I have successfully completed the free online offering of ‘Introduction to Data Science’, offered by coursera.org. I just received my statement of accomplishment.
Last several months I was involved into the task of design and implementation of statistics/analytics system for the game in social network. There are a lot of users at the same time. All of them produce huge amount of events. One of the standards for analytics systems is providing fast queries for the collected data. Logically, I used OLAP cubes to collect all kinds of events needed for our team to analyze. Technically, the best way in our case is using column-based storage. I use Infobright. In our case regular RDBMS (SQL) storage or document-based DB like MongoDB is not enough because of performance. They should be used rather for OLTP, but not for MGD OLAP. From other hand, such cool gun as Hadoop-based solution would be overrun. So, Infobright is exactly the case. It was one of the best decisions I made as software architect for last several months:
- As it’s pure OLAP solution, so, I’m able to implement any ETL/Storage/Query scheme;
- As Infobright is column-based storage, all my even very sofisticated queries on even huge recordsets have extremely short execution time;
- As all huge functionality like aggregation/filtering is hidden in Inforbright’s internals, I concentrate on my business task, so, able to desing/implement/add new module/scheme/query very quickly.
If you have so huge amount of data as I’ve got for now, you can trap into performance pitfall even in so safe places like IO. Neither RDMS vs. NoSQL nor O(..), but regular ETL data copy process from one storage to another.
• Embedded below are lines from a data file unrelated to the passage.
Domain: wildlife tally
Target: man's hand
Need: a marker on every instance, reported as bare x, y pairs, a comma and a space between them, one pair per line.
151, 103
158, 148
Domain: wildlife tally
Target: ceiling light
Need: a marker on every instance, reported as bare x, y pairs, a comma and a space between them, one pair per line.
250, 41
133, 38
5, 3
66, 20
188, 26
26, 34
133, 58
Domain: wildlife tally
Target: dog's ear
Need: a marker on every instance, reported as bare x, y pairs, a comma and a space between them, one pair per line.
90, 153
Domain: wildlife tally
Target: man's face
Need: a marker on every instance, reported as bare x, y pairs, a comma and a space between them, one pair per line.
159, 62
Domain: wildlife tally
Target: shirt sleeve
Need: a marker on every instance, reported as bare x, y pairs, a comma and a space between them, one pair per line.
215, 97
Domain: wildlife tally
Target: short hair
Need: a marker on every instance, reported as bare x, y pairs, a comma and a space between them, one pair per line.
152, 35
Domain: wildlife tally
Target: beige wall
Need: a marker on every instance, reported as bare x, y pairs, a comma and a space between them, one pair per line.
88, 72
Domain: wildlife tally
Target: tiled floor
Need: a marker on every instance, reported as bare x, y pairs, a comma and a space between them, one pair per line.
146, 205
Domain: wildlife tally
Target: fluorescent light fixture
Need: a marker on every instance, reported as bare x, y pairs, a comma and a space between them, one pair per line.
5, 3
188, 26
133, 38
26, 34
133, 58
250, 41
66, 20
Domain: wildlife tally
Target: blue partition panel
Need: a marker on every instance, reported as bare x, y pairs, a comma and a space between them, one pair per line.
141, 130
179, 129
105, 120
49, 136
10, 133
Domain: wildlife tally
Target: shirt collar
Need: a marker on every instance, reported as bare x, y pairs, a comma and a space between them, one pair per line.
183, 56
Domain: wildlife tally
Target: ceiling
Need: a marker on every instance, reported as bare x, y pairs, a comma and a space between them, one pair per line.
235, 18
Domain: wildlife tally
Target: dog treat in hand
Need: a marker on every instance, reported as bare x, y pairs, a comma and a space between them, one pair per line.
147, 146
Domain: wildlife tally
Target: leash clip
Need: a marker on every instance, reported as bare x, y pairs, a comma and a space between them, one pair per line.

E.g., it needs to load ~1M records from the storage then process them and save output to CSV file. Simple straightforward implementation of such algorythm may be ok for small datasets. But in this case it tooks 20 minutes to load, process and save all data. The bottle neck was saving data into the .csv file row by row. It was without buffering. After buffering adding it took just several seconds.
So, 1-st: you better try your solution on huge test datasets before going in production with real big data.
2-nd: use buffered IO for processing the big data.